NEW YORK (GenomeWeb) – Researchers from Washington University in St. Louis have developed a method to uncover complex insertions and deletions in next-generation sequencing data that are often overlooked.
WUSTL's Li Ding and her colleagues analyzed some 8,000 samples from The Cancer Genome Atlas and teased out nearly 290 complex indels in cancer-linked genes, many of which had been missed or misidentified in previous analyses. A number of these mutations — some affecting the EGFR, MET, and KIT oncogenes — further appeared to be clinically relevant and could help guide treatment choices, Ding and her colleagues reported today in Nature Medicine.
"By identifying such druggable complex indels, we will be able to help more patients," Ding told GenomeWeb. "Without this tool, those druggable complex indels are currently being missed by conventional approaches."
The search for complex indels fell a bit by the wayside with the introduction of next-generation sequencing tools, the researchers noted. Previous work with Sanger sequencing-based analyses had uncovered thousands of complex indels in germline DNA as well as in people with cancer, but the size of short reads makes it more difficult to uncover these complex changes.
Ding and her colleagues developed a novel module within the Pindel algorithm, which they dubbed Pindel-C, to search for such co-occurring insertion and deletion events.
Based on their alignment, the tool first distinguishes simple indels from complex ones, placing them into different bins. The bin of simple indels follows a standard identification and annotation strategy, while the complex indels go through a few more steps, Ding said.
The putative complex indels are compared to the reference genome, and the reference genome is also compared to the complex indels. If the reference isn't completely covered by the reads, that gives a clue that something is missing, she said. At the same time, if the reads of the complex indel are not completely covered by the reference, that suggests that something has been added.

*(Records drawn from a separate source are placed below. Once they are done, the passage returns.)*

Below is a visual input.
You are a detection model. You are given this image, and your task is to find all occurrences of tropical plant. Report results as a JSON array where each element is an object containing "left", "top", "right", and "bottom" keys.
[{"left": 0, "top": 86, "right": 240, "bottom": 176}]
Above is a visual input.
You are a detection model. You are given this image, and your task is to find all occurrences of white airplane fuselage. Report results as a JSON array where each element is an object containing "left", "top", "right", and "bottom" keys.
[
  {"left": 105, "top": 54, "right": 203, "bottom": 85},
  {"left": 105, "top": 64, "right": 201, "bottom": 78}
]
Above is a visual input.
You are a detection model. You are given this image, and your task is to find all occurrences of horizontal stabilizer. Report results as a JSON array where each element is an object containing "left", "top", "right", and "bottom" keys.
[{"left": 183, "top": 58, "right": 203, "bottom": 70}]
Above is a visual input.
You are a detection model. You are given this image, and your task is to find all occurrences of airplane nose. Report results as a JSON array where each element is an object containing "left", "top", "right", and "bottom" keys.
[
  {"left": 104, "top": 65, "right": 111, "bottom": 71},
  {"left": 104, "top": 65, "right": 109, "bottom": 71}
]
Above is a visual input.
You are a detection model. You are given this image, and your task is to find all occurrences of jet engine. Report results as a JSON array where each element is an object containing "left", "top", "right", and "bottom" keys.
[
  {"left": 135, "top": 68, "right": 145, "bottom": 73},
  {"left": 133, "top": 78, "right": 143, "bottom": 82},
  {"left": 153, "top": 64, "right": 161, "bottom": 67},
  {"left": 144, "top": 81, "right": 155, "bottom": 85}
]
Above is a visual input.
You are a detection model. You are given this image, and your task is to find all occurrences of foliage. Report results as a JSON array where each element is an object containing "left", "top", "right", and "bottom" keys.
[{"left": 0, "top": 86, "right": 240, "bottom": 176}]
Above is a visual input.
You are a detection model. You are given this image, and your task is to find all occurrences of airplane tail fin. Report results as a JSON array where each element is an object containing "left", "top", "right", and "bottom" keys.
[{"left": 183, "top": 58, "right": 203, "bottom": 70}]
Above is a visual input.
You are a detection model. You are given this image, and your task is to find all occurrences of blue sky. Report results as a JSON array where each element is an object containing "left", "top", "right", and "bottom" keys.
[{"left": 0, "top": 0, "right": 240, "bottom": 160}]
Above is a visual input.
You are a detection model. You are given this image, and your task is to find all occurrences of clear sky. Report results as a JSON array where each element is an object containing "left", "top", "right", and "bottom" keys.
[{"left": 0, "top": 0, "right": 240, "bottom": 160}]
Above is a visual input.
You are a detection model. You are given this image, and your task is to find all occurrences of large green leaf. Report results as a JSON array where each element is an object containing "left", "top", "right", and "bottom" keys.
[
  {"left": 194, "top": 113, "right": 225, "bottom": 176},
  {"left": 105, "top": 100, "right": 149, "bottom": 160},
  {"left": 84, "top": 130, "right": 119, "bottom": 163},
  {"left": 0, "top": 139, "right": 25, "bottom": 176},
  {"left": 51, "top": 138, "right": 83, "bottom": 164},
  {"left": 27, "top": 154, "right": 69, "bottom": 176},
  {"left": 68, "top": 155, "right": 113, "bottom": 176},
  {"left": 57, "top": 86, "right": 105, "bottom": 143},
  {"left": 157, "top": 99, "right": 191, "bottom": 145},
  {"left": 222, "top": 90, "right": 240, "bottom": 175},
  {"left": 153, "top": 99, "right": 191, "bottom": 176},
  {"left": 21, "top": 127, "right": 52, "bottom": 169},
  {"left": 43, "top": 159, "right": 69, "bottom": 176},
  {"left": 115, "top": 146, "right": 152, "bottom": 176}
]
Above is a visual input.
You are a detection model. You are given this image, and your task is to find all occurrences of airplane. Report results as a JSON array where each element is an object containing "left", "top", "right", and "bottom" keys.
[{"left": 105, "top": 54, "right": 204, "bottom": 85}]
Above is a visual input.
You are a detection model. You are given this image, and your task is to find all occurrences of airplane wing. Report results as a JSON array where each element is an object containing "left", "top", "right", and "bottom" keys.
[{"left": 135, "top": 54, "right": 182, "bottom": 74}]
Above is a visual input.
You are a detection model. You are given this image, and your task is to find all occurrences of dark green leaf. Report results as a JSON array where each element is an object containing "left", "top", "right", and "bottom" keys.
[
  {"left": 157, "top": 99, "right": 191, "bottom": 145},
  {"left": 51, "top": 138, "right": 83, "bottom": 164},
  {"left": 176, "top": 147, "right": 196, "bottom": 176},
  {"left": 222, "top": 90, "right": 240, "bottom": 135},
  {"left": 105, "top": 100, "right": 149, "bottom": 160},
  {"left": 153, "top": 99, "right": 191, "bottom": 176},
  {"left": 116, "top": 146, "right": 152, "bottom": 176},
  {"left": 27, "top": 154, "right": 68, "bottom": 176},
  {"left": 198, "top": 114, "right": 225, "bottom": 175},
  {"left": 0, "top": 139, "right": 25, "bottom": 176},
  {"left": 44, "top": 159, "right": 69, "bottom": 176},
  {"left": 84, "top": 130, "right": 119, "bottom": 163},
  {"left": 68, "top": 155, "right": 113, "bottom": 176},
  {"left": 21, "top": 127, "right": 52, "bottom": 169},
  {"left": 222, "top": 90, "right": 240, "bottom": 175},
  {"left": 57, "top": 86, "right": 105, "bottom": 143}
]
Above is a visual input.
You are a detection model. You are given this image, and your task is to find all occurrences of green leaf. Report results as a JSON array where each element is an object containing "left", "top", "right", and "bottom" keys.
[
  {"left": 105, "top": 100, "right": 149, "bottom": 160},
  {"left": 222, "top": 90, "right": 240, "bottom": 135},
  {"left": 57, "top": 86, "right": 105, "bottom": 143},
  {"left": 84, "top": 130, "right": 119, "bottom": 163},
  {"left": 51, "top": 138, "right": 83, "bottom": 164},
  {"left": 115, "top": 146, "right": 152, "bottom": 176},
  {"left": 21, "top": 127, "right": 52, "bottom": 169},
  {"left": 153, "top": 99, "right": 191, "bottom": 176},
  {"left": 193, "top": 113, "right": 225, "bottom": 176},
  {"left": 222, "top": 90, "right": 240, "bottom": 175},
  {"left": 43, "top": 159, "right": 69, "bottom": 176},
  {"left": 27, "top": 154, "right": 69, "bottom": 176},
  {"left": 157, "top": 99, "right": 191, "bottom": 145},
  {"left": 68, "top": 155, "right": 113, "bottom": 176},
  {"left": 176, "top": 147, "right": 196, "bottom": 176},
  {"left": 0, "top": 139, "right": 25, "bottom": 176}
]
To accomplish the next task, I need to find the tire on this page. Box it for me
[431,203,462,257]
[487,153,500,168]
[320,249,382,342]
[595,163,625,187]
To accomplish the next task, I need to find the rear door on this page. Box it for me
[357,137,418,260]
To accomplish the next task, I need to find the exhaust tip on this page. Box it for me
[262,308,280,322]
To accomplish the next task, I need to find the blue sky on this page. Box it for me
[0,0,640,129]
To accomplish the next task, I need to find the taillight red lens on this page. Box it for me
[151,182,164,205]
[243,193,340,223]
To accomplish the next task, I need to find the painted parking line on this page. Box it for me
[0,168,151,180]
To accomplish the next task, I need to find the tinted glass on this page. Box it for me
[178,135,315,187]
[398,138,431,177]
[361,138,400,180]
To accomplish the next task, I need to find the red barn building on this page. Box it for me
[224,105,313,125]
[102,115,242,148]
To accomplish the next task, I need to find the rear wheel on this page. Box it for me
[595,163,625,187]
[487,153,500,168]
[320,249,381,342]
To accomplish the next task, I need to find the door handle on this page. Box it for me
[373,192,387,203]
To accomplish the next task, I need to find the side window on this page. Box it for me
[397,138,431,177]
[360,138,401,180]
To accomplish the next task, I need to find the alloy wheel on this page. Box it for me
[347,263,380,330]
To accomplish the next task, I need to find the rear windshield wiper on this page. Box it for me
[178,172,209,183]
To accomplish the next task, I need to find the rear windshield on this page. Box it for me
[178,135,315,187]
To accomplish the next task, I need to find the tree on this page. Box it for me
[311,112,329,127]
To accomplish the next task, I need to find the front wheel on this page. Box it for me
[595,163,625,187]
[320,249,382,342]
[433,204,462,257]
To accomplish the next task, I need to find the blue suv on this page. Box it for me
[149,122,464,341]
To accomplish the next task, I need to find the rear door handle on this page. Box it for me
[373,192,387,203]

"By combining these two pieces of information, we know that something is missing in the reference, something is also missing in the reads. So that says we must have a deletion and an insertion happening at the same time," Ding said.
The approach also includes quality control steps, including the reduction of false positives.
The tool, she noted, is still a work in progress and the sensitivity is not yet optimal. In the paper, the team reported using simulations to gauge its accuracy. In one case, they estimated it to have nearly 88 percent sensitivity for a read length of 100 base pairs and a sensitivity of 70 percent for a read length of 250 base pairs. However, in another, they observed 48 percent sensitivity and a false discovery rate of about 14 percent.
To examine the landscape of complex indels in cancer, Ding and her team turned to exome sequences of 8,060 tumor and matched-normal sample pairs from across 22 cancer types from TCGA. They focused in particular on genes known to be involved in cancer, as indels there would have the greatest effect, Ding said.
From this, they found 285 complex indels in cancer-associated genes, most of which were missed or mis-annotated in previous studies. Some 21 genes — including EGFR, PIK3R1, PTEN, and TP53 — harbored complex indels in at least three cancer samples, according to the researchers. A number of these complex indels may be druggable, Ding noted.
For instance, she and her colleagues identified four indels affecting EGFR. All of these variants could be traced to its flexible loop, which is part of EGFR's ATP-binding pocket.
The researchers suspected that these newly discovered somatic complex indels in exon 19 of EGFR — which remove bits of the loop — could lead to increased and sustained phosphorylation of EGFR and other ERBB-family proteins, activating the AKT and STAT pathways to promote cell survival.
Other studies, they added, have indicated that patients with exon 19 deletions respond well to erlotinib and gefitinib treatment.
Similarly, Ding and her colleagues uncovered two in-frame complex indels in the KIT oncogene that could indicate susceptibility to the inhibitor PLX647.
"Missing important mutations in those druggable cancer genes is just devastating," Ding said.
She and her colleagues are now working to improve the approach, such as increasing its sensitivity. But they also plan to expand it to be able to explore other difficult-to-find genetic variations that contribute to cancer and other conditions.
"We really want to be able to capture all human variation because today we still cannot explain some of the cancers," Ding added. "We strongly believe this is due to our lack of ability [to detect] some of the novel types of human variation."